SharePoint hit by zero-day attack targeting organisations around the world
While Microsoft has since fixed the flaw, it is urging all on-prem SharePoint users to update immediately.
Imagine locking your doors at night only to realise someone already has a copy of your keys.
Well, that’s essentially what happened to over 75 servers across 29 organisations—from European government agencies and Asian multinational firms to Brazilian universities—after attackers exploited a critical zero-day vulnerability in Microsoft’s on-premise SharePoint Server.
The flaw, tracked as CVE-2025-53770, allowed hackers to sneak in without needing login credentials and quietly steal the cryptographic keys that secure everything inside.
These keys, known as MachineKeys, are meant to control access and validate users. But once stolen, attackers can forge trusted credentials and stay hidden inside a system, even after a patch is applied.
Microsoft is aware of active attacks targeting on-premises SharePoint Server customers, exploiting a variant of CVE-2025-49706. This vulnerability has been assigned CVE-2025-53770.
— Security Response (@msftsecresponse) July 20, 2025
We have outlined mitigations and detections in our blog. Our team is working urgently to release…
So, why did the breach happen?
The vulnerability stems from the way SharePoint was designed to manage data. The platform tried to automatically process incoming data objects but didn’t check where they came from or whether they were safe. That oversight opened the door for what’s called a deserialization attack, letting hackers inject malicious instructions that the system blindly followed.
Microsoft says it has since released a patch for CVE-2025-53770 and a related flaw (CVE-2025-53771), and is urging all On-Prem SharePoint users to update immediately. The patch doesn't fix the deeper issue: if attackers stole the keys, they may still be in the system.
That’s why cybersecurity experts are warning that patching alone won’t be enough this time. Organisations may need to rotate their keys, comb through access logs, and, in some cases, rebuild parts of their systems entirely to be safe.
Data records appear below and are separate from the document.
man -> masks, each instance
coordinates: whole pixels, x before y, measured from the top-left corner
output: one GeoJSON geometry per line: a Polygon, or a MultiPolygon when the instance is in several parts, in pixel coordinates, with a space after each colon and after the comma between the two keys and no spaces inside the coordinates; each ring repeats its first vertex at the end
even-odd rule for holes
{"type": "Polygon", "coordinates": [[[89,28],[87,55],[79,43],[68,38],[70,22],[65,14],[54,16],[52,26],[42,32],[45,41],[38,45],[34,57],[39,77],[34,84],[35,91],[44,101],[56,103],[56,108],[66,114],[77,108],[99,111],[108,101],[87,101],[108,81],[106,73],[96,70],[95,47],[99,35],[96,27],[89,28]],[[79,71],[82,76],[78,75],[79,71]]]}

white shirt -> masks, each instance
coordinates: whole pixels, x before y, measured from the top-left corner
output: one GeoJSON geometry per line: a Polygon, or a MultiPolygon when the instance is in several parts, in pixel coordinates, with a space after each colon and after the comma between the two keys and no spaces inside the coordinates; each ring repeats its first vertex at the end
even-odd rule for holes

Plus, this isn’t the first time we’ve seen this kind of persistence-focused attack. Atlassian’s Confluence was hit in 2022. Oracle’s WebLogic faced similar issues. But SharePoint is a different beast — widely used in sensitive environments, often running older, on-prem setups that are harder to secure.
Microsoft also confirmed that SharePoint Online (Microsoft 365) users weren’t affected, reinforcing a growing divide between the patch speeds and monitoring capabilities of cloud vs. legacy on-prem systems.
As threats evolve, this breach is a reminder that security is more about how fast you can detect, respond, and recover, especially when attackers have the keys and the head start.